We hung out, chatting it up and drinking a rita on the rocks and a bellini. Neither of those cocktails were doing it for us so we switched to beer. I had a Stella Artois and Chel chose a Firemans #4 and we happily caught up on life while waiting for our appetizer, the chipotle shrimp quesadilla. The quesadilla was simple yet fabulous, with three types of gooey melted Mexican cheese, pico de gallo and marinated shrimp. It was served with guacamole, sour cream and more pico....mmmmm!

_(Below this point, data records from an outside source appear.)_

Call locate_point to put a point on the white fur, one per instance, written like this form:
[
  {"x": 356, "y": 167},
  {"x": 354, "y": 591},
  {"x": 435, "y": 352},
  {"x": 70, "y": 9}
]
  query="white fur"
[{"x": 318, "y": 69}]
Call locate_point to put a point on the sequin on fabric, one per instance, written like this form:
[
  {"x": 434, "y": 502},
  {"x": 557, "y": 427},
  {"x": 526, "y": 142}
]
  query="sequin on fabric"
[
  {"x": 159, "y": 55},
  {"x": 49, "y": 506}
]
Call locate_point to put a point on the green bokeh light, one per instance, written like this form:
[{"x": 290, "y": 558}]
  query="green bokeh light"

Hanging out in a SoCo hot spot is always entertaining. There was a small group in the bar who had accents I just couldn't place. European, judging by the skinny jeans one of the guys was wearing. Or should I say they were wearing him? Skinny jeans with their tight, smooth fit just don't appeal to me, especially on men. It makes their legs look like toothpicks, their backsides flat and accentuates their tiny waist and hips which in turn just pisses me off. Really? Your waist is the same size as mine was in 9th grade? How nice for you.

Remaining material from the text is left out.